Pathophysiology and Clinical Presentation: Correct Diagnosis


The thyroid gland is located at the base of the larynx.  It is anterior in relation to the neck.  This gland is the power house of all things metabolism in the body.  It is vital to all organ function.  The thyroid converts iodine and tyrosine into other thyroid hormones.  These hormones are called thyroxine (T4) and triiodothyronine (T3).  T3 and T4 control the essential metabolism of the body.  The pituitary gland controls the thyroid gland.  When the thyroid hormones are decreased, the pituitary produces thyroid stimulating hormone (TSH).  Thus, the TSH will increase the T3 and T4 levels.  This also happens when thyroid hormones are too high.  The pituitary will lower the levels of TSH.  The hypothalamus controls the pituitary which then controls the thyroid.  The hypothalamus creates TSH releasing hormone (TRH).  TRH will stimulate the pituitary to release TSH when needed (Sargis, 2015)

Sargis, 2015

Sargis, 2015


Sargis, 2015

Sargis, 2015


Hashimoto disease is a form of hypothyroidism. Hypothyroidism happens when there is too little T3 and T4 in the body. When this happens, there is too much TSH. Another term for Hashimoto disease is autoimmune thyroiditis. Goiter formation is significant in this form of hypothyroidism due to inflammation. (McCance & Huether, 2014).
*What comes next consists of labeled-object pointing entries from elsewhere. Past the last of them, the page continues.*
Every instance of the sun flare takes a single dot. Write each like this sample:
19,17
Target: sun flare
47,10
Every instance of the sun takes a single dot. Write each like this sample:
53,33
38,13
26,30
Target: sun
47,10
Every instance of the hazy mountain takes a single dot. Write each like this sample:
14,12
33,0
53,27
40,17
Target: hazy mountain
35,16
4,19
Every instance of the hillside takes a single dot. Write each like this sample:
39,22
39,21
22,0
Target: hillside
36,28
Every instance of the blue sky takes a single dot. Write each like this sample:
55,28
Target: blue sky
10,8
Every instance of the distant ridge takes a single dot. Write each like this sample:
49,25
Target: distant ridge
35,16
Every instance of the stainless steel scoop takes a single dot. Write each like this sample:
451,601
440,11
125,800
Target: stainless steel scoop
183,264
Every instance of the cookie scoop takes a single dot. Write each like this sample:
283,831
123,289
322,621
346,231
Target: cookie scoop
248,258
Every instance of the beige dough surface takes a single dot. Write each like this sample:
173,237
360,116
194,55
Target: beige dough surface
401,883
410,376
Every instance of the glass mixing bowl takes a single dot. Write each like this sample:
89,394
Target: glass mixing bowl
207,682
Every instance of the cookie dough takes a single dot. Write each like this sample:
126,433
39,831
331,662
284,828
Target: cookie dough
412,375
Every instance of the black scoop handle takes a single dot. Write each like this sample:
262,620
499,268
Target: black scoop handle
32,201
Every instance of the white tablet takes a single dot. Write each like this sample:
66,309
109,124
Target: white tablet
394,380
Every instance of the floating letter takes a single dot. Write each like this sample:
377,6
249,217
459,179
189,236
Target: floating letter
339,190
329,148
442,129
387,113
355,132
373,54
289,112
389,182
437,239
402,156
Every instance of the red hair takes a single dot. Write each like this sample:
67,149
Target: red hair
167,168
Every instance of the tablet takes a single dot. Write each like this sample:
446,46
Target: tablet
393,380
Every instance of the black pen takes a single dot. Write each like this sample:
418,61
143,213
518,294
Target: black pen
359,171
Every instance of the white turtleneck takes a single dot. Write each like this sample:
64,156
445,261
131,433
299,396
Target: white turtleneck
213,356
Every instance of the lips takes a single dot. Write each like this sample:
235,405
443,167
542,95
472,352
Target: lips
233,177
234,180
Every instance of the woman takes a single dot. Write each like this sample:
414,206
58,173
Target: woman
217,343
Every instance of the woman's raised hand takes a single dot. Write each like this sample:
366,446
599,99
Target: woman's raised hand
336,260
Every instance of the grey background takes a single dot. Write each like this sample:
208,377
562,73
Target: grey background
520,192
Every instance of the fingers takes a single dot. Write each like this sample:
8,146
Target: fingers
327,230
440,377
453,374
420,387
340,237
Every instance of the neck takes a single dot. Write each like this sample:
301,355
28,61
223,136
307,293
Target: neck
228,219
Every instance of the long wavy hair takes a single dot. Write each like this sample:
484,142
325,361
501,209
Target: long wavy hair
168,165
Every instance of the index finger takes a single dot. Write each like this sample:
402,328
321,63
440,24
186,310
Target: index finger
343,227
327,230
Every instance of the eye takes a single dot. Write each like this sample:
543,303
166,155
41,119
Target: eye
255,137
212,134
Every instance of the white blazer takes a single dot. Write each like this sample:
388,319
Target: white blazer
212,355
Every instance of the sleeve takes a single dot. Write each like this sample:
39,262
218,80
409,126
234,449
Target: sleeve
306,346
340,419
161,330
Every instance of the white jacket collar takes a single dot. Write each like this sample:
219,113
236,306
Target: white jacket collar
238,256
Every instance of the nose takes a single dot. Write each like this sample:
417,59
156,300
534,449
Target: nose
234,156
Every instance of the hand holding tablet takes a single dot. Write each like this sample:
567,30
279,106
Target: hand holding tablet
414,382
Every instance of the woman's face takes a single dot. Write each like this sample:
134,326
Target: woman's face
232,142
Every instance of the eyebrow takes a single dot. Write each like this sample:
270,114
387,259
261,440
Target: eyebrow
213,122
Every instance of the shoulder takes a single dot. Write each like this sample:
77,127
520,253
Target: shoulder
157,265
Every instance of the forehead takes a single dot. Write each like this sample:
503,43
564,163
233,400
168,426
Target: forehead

Inflammation is caused by stimulation of CD4 and T helper cells that are explicit to your thyroid. This stimulation can be either viral or bacterial in presence. (Lloyd, 2010). The influx of CD4 and T helper cells as well as activation of other autoantibodies produced by the B helper cells causes destruction of thyroid tissue. Apoptosis is activated by CD8 cells and is significant in the destruction as well. (Lloyd, 2010). To help differentiate between Grave’s disease and Hashimoto’s disease, there is a difference in major histocompatibility complex antigens. (McCance & Huether, 2014). Risk factors for Hashimoto’s includes genetics, increased iodine intake, smoking, and hepatitis C. (McCance & Huether, 2014).

Pathogenesis of Hashimoto’s thyroiditis

Fig. 9.4 (Lloyd, 2010)

In normal hormonal regulation, the hypothalamus secretes TSH Releasing Hormone (TRH), which causes the pituitary to secrete Thyroid Stimulating Hormone (TSH), which then stimulates the thyroid to secrete TH (specifically triiodothyronine, T3, and thyroxine, T4) (McCance & Huether, 2014).  By way of a negative feedback mechanism, TH levels regulate the amount of TRH and TSH secreted.  Primary hypothyroidism, such is the case with Hashimoto’s disease, is caused by a deficient production of TH due to the loss of function of the thyroid gland. (McCance & Huether, 2014).  This leads to a decrease in TH and an increase in TRH and TSH.  One can look at this relationship as you would a person, a thermostat and a furnace.  The person (hypothalamus) is cold, so they go to the thermostat (pituitary) and set the temperature warmer.  The thermostat now tells the furnace (thyroid) to kick on and heat the house.  However, since this furnace (thyroid) is not functioning properly, the house will not heat up.  No matter how much the person attempts to make the thermostat activate the furnace, it will not heat the home properly.

Clinical Presentation:

  • Decreased energy metabolism
  • Decreased heat production
  • Low basal metabolic rate
  • Lowered basal body temperature
  • Cold intolerance
  • Lethargy
  • Fatigue
  • Muscle aching and stiffness in joints
  • Memory loss
  • Depression, anxiety
  • Irritability
  • Goiter (due to increase in TSH production)
  • Dry skin
  • Brittle hair/hair loss
  • Weight gain
  • Constipation
  • Fluid retention
  • Galactorrhea (inappropriate milk production)
  • Menstrual irregularities, menorrhagia
  • Decreased libido

Hypothyroidism can have an effect on all body systems and proceeds insidiously over months or years (McCance & Huether, 2014).  There are many manifestations for hypothyroidism and Hashimoto’s, but the above are the most common (Unbound, 2015).